Hello,
My training setup consists of 1 worker with multiple remote environments but I am having trouble with accessing the environment. Following the curriculum example on docs(dot)ray(dot)io, remote vector environments do not have a ‘env’ attribute directly. As far as I can tell, remote vector environments are grouped together as a list per worker. There is a function ‘get_unwrapped()’ in the BaseEnv class but that is not implemented for the remote environments. I tried accessing the ‘env’ attribute directly but the remote aspect of actors complicate things (at least for me).

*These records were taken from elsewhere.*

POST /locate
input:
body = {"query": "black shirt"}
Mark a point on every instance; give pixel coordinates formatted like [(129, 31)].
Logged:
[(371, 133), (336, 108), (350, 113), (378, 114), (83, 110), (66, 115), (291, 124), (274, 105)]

Please see a simple reproduction script with the following error.
import ray, gym
from ray import tune
from ray.rllib.agents.ppo import DEFAULT_CONFIG as PPO_DEFAULT_CONFIG, PPOTrainer, PPOTFPolicy
from ray.rllib.agents.callbacks import DefaultCallbacks
class MyEnv(gym.Env):
def __init__(self, env_config):
self.action_space = gym.spaces.Box(0, 1, shape=(1,))
self.observation_space = gym.spaces.Box(0, 1, shape=(2,))
self.phase = 1
def reset(self):
self.steps = 0
return self.observation_space.sample()
def step(self, action):
self.steps += 1
return self.observation_space.sample(), 0, self.steps > 10, {}
def set_phase(self, phase):
print("Phase set: {}".format(phase))
self.phase = phase
class MyCallbacks(DefaultCallbacks):
def on_train_result(self, **kwargs):
""" Curriculum learning as seen in Ray docs """
result = kwargs["result"]
if result["episode_reward_mean"] > 200:
phase = 0
else:
phase = 1
trainer = kwargs["trainer"]
trainer.workers.foreach_worker(
lambda ev: ev.foreach_env(
lambda env: env.set_phase(phase))) # Problem when remote_worker_envs = True
config = PPO_DEFAULT_CONFIG.copy()
config["env"] = MyEnv
config["num_workers"] = 0
config["num_envs_per_worker"] = 2
config["remote_worker_envs"] = True # Culprit
config["callbacks"] = MyCallbacks
ray.init(num_gpus=1)
ray.tune.run(
PPOTrainer,
config=config,
)
AttributeError: 'RemoteVectorEnv' object has no attribute 'set_phase'
Instead, remote_worker_envs = False
runs fine.
I tried accessing the env via the actors by:
def on_train_result(self, **kwargs):
""" Curriculum learning as seen in Ray docs """
result = kwargs["result"]
if result["episode_reward_mean"] > 200:
phase = 0
else:
phase = 1
trainer = kwargs["trainer"]
def update_phase(env):
for actor in env.actors:
actor.env.set_phase(phase)
trainer.workers.foreach_worker(
lambda ev: ev.foreach_env(
lambda env: update_phase(env)))
But this gives the following error:
AttributeError: 'ActorHandle' object has no attribute 'env'
The question is again: how do you access the individual environments?
Thanks in advance